COMPETITION PROMPT

“I trust you,” she says as his knife points to her throat.

Write a story using this prompt.

Cut Throat

The concrete walls of the back room dripped with moisture, and the buzz of fluorescent lights hummed above them like the sound of a countdown.

Eve sat cuffed to a chair, blood on her cheek, her breath shallow but steady.

Across from her stood her father, John, sleeves rolled up, holding a knife in his right hand. His face was blank. Cold. The kind of cold you only learn after twenty years pretending to be a killer.

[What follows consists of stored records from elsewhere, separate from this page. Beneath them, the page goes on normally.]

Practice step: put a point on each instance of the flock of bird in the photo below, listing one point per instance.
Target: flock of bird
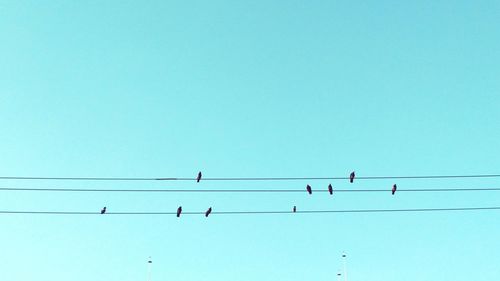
(308, 188)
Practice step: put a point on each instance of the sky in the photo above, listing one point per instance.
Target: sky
(249, 89)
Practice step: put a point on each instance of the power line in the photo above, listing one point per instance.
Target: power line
(247, 178)
(243, 190)
(258, 212)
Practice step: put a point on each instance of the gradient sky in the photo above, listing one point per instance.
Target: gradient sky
(252, 89)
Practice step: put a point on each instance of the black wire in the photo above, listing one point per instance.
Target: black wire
(241, 190)
(258, 212)
(249, 178)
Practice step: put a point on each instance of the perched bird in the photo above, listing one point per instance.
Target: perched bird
(208, 212)
(308, 187)
(351, 177)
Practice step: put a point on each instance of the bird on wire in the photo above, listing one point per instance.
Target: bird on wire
(207, 213)
(351, 177)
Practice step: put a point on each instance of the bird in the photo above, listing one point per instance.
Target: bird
(308, 187)
(208, 212)
(351, 177)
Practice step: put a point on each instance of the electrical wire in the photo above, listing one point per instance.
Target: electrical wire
(258, 212)
(243, 190)
(248, 178)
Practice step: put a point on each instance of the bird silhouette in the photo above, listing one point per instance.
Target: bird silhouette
(309, 190)
(208, 212)
(351, 177)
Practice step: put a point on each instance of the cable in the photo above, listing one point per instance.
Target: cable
(257, 212)
(249, 178)
(243, 190)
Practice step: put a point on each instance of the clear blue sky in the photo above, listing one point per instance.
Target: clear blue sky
(249, 88)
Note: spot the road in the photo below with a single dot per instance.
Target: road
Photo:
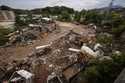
(9, 54)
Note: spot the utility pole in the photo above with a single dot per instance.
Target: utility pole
(107, 13)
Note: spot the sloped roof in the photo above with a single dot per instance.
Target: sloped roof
(6, 16)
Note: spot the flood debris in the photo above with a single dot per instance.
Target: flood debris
(59, 60)
(22, 76)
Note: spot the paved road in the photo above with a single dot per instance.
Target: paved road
(16, 52)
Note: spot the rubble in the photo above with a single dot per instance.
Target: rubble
(57, 57)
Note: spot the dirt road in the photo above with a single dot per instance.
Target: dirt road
(9, 54)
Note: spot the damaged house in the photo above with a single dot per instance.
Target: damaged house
(7, 18)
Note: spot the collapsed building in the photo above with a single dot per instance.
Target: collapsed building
(7, 18)
(54, 59)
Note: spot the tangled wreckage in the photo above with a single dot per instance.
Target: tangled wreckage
(56, 62)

Because John wasn’t just her father—he was a ghost in the Silvano crime family. A loyal dog. A trusted right-hand man. And now, the man is ordered to kill his own daughter.

On camera.

“Make it convincing,” Angèl had said.

A test of loyalty. A performance.

Because the paranoid bastard didn’t trust anyone.

Not even John.

Especially not Eve—his new recruit. A little too clever, a little too curious.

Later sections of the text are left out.